The homestead of Mcineni Dladla and his two wives, Buzukuthini Mtshali and Xinile Mvelase.

Electricity arrived in 2006, water in 2009. Although there wasn’t a ceremony for either, there should have been. The water was like a miracle. The women stood at the taps and watched it flow. On and off. On and off. An infinite supply to fill their containers for ever. The taps were communal, and the water would be sporadic, but just for a moment they could believe in the impossible. The days of fetching water from the river were over. They could rest their aching knees. One routine that didn’t change was the annual exodus to the highveld in search of thatch. Every winter a third of our crafters asked time off from beads to cut grass. They would be away two months, camping in the cold, counting their bundles into separate piles. The grass was free but it wasn’t cheap. One bundle for the farmer, one for themselves, with the added cost of a hired truck to bring the load home when it was ready. There was comfort in thatch which the old people missed when their RDP houses arrived. The first were completed in July 2012, square grey boxes of iron and cement with windows that let in the cold. Soon they would be part of the landscape, bare little houses, occupied with pride – but not by their intended owners. For they were a promise to the young, not the old. The youth liked the hemmed in modernity, the break with tradition, the cement and the iron.
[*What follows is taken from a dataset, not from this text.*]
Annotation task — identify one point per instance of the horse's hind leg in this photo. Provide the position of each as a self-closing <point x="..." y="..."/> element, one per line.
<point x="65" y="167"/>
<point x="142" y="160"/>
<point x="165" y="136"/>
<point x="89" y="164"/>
But the old wanted the warmth of a fire on the floor, and like the amadlozi , the family spirits, they needed to live under thatch.

First you collect the materials, then you build. Phumelele Mbatha has an exquisite hand for crafts but is not exempt from the toil of tasks at home, like collecting these rocks for a new building with her son Mdidiyeli.

Dhayimani Dladla and his family have rebuilt their home more than once since they were forced off Mdukatshani during the government removals of 1969. Today he is is back, sitting in the sun with his wife Kanyisile Masoka, a veteran beader. They have rebuilt on land returned to the Mthembus by the Mdukatshani Rural Development Trust. At rest at last.